China's ambassador to Canada accused the country Wednesday of "white supremacy" in calling for the release of two Canadians detained in China last month.
The arrests were in apparent retaliation for the arrest of a top Chinese tech executive in Canada.
But Ambassador Lu Shaye's charged in op-ed in the Ottawa-based Hill Times that Western countries are employing a "double standard" in demanding the immediate release of the Canadians.
"The reason why some people are used to arrogantly adopting double standards is due to Western egotism and white supremacy," Lu writes.
"What they have been doing is not showing respect for the rule of law, but mocking and trampling the rule of law."
China detained Canadian ex-diplomat Michael Kovrig and entrepreneur Michael Spavor on Dec. 10 on vague allegations of "engaging in activities that endanger the national security" of China.
The arrests came 10 days after Huawei executive Meng Wanzhou was arrested in Canada at the request of the U.S., which wants her extradited to face charges that she misled banks about the company's business dealings in Iran. A Canadian judge granted Meng bail while she awaits extradition proceedings.
Le writes that "elites" in Canada are completely dismissing China's law by demanding the immediate release of the Canadians.
"It seems that, to those people, the laws of Canada or other Western countries are laws and must be observed, while China's laws are not and shouldn't be respected," Lu writes.
Lu also writes that Meng was arrested without violating any Canadian law, suggesting that Canada should never detain someone for extradition.
"It seems that, to some people, only Canadian citizens shall be treated in a humanitarian manner and their freedom deemed valuable, while Chinese people do not deserve that," he writes.
Roland Paris, a former foreign policy adviser to Canadian Prime Minister Justin Trudeau, called Lu's claims "hogwash."
"I don't know what the ambassador was trying to accomplish but his article won't help China's cause. The reference to white supremacy was bizarre and unfortunate," Paris said.
"There is false equivalency in this article. Canada is a rule of law country. China is a rule by law country and the distinction is important. Meng was not illegally detained as the ambassador claims."

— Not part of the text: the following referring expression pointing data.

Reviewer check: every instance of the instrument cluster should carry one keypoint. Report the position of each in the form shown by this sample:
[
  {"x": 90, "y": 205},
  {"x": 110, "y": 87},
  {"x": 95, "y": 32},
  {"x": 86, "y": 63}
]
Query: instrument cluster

Paris noted Canada is following the letter of the extradition law it has with the U.S. and while the Canadians were grabbed in China under suspicious circumstances and China has held them without charge.
Julian Ku, Senior Associate Dean for Academic Affairs at Hofstra Law, called Lu's claims ridiculous and said he is playing the race card in an apparent effort to win sympathy from Chinese Canadians and Americans.
"He's making it seem like the two legal proceedings are morally equivalent and they are not," he said. "On one side you have due process, which makes a huge difference, and the other side you don't, but he says it's all the same."
Ku noted China has still not revealed any specific information about what Kovrig and Spavor are charged with and have not given them a judicial hearing and thus Canada is not wrong with calling the arrests arbitrary.
"I am struck by how brazen they are being by making this appeal," Ku said. "He says "You are being racist by not respecting our law.' That's an easy card to play."
A message for the Chinese embassy in Ottawa was not immediately returned.
Lu also seemed to admit detaining the Canadians was in retaliation for the Meng arrest.
"I have recently heard a word repeatedly pronounced by some Canadians: bullying. They said that by arresting two Canadian citizens as retaliation for Canada's detention of Meng, China was bullying Canada. To those people, China's self-defence is an offence to Canada," Lu wrote.
Alex Lawrence, a spokesman for Canadian Foreign Minister Chrystia Freeland, did not address Lu's claims, but reiterated that Canada is "deeply concerned by the arbitrary detention by Chinese authorities of two Canadians last month and reiterate our call for their immediate release."
Canada has embarked on a campaign with allies to win the release of the detained Canadians. The U.S., the U.K. the EU and Australia have issued statements in support. Trudeau called U.S. President Donald Trump this week about it and the White House called the arrests of the Canadians "unlawful."
"Canada remains closely engaged with partners, who have also spoken in support of these detained Canadians and the rule of law, including the United Kingdom, France, Germany, the EU, the United States, and Australia," Lawrence said.